Brüssel/Warschau. Noch knapp zwei Wochen bleiben David Cameron, um seine europäischen Partner davon zu überzeugen, die EU-Mitgliedschaft Großbritanniens mit einigen Zugeständnissen zu versüßen – die Staats- und Regierungschefs der EU werden beim Gipfeltreffen in Brüssel am 18./19. Februar über die Causa beraten. Am gestrigen Freitag reiste der britische Premierminister nach Warschau.
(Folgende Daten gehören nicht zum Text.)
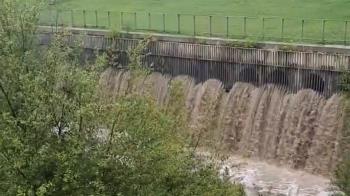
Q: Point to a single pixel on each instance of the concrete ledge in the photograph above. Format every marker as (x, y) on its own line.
(329, 49)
Eine naheliegende Destination angesichts der Tatsache, dass gut eine Million Polen in Großbritannien leben und arbeiten und Camerons oberstes Ziel die Kürzung von Sozialleistungen für EU-Ausländer ist.

Was die Visite in Polen allerdings nicht unbedingt einfach machte. Die polnische Regierungschefin, Beata Szydło, ließ die britische Tageszeitung „Times“ wissen, dass Camerons Anliegen sie „nicht glücklich“ mache. Nach dem Treffen mit ihrem britischen Kollegen betonte Szydło, Großbritannien sei „ein Fundament der EU“ und ein wichtiger Partner Polens. Sie wünsche sich allerdings, „dass Polen in Großbritannien dieselben Chancen haben wie Briten“.

Im Hotel mit Kaczyński

Da Zugeständnisse an Großbritannien im Rat einstimmig beschlossen werden müssen, kann London die Befindlichkeiten der Osteuropäer nicht ignorieren. Allerdings deutet einiges darauf hin, dass Polen beim kommenden Gipfel kein Veto einlegen wird. Neben der Unterredung mit Szydło fand Cameron nämlich auch Zeit für ein Treffen mit dem wohl wichtigsten einfachen Abgeordneten im Warschauer Sejm: Jarosław Kaczyński, der grauen Eminenz der nationalkonservativen Regierungspartei PiS. Nach dem Treffen mit Cameron in einem Warschauer Hotel betonte Kaczyński erstens, dass die Kürzungen nicht bereits in Großbritannien ansässige Polen betreffen sollen und zweitens, dass eine allfällige Entscheidung über die Aktivierung der britischen Sozialnotbremse in Brüssel „mit polnischer Beteiligung“ getroffen werde. Die für Kaczyńskis Verhältnisse sanfte Tonlage überrascht nicht: PiS und Camerons Tories sind die größten Mitglieder der Parteifamilie der Europäischen Konservativen und Reformer (ECR), zudem weiß Warschau Großbritannien als Nato-Partner und als Gegengewicht zu Deutschland und Frankreich zu schätzen. Hinzu kommt, dass die polnischen Nationalkonservativen über den Massenexodus junger Polen nach Westeuropa nicht unbedingt glücklich sind – Polen hat eine der niedrigsten Geburtenraten innerhalb der EU. Welche Haltung Warschau am 18. Februar einnehmen wird, ist allerdings noch offen. Drei Tage vor dem Gipfel will sich Warschau mit Ungarn, Tschechien und der Slowakei (sie bilden die sogenannte Visegrád-Gruppe) absprechen und mit einer gemeinsamen Position in die Verhandlungsschlacht nach Brüssel aufbrechen.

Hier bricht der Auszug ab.